The mastery of blending
In the book, royal correspondent Russell Myers speaks to Stephen and Matthew Twining about one of the defining parts of the Twinings story our business: the art and science of blending tea.
“To understand Twinings’ philosophy of sourcing and blending tea to a high quality, you have to understand tea,” says Stephen Twining, tenth generation of the Twinings family. “Tea is like wine. Every time you pick it, if the weather conditions change, the tea has a different profile. However, your cup of English Breakfast or Earl Grey never changes - that is the art of blending tea.”
That expertise dates back to 1706, when Thomas Twining opened Tom’s Coffee House on the Strand and began selling dry tea for customers to enjoy at home. Delivering consistent taste and quality was as important then as it is today. That commitment was recognised when Queen Victoria granted Twinings its first Royal Warrant in 1837, and Twinings has supplied every reigning monarch since.

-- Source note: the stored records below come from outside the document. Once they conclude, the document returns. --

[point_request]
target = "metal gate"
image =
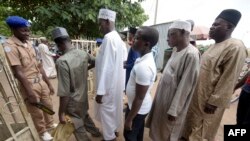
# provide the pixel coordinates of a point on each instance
(15, 121)
(89, 47)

“Our commitment to quality and blending really sets us apart,” says Matthew Twining, the eleventh generation of the family and
currently training to become a Twinings Master Blender. It takes at least nine years to achieve this title, and today our team of 14 Master Blenders has more than 250 years of combined experience. “We drink 100 million cups of tea a day in Britain, and a lot of effort goes into making each teabag. We taste every blend at least six times before it reaches the consumer - and we’ve been doing that for hundreds of years. Today, that same dedication underpins Twinings’ global footprint, with the brand enjoyed by consumers in more than 120 countries.”